An old, twisted woman lived in the remote shack. A witch – or so the other kids said. Mad as a hatter. He’d spent several weeks watching her skin rabbits with her broken teeth, collect wind-fallen branches in the hammock of her apron, stand buck naked in the rain chanting angry incantations at the thundering skies. She was as mad as a hatter, all right. But he’d seen no evidence of her casting spells.
He had seen her patterns, though. Repeated routines. Like a clockwork doll going through the motions, day in day out. He’d studied them for hours. Learned where she’d be at any given moment. Got comfortable with the structure, the predictability. Even started enjoying his time spent watching her go through the same familiar activities day after day. Then, one Sunday evening at the beginning of May, the patterns had stopped.

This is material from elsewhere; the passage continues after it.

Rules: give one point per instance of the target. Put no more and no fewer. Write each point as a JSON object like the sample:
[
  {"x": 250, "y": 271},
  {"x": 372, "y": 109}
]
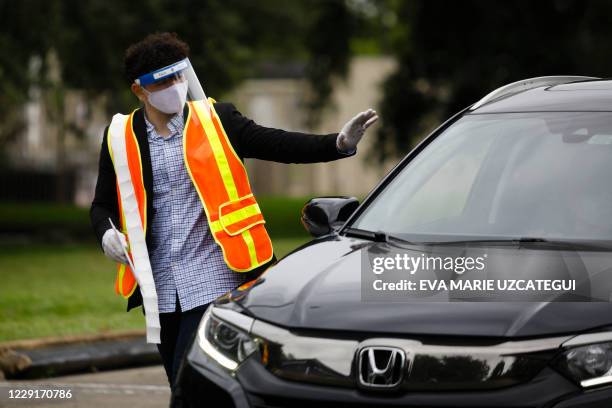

She should have been pulling water from the well. Cursing and sweating. But instead she was slumped in the rickety swing at the corner of the porch. Eyes glazed. Mouth tugged to one side by gravity and the looseness of her jaw.
He’d seen dead people before – but not in real life.
When he’d returned the following evening she was still slumped in the swing. Only this time her feet were bloated. Yellowy-purple. And there were flies buzzing in and out of her mouth.
On the third evening he’d advanced slowly. Heart hammering. Taking small, quiet, tentative steps. Each one bringing more of the inanimate woman into view. She’d looked as dead as a doorknob. A waxwork with blue-cheese skin. Flies scuttling over her milky eyeballs.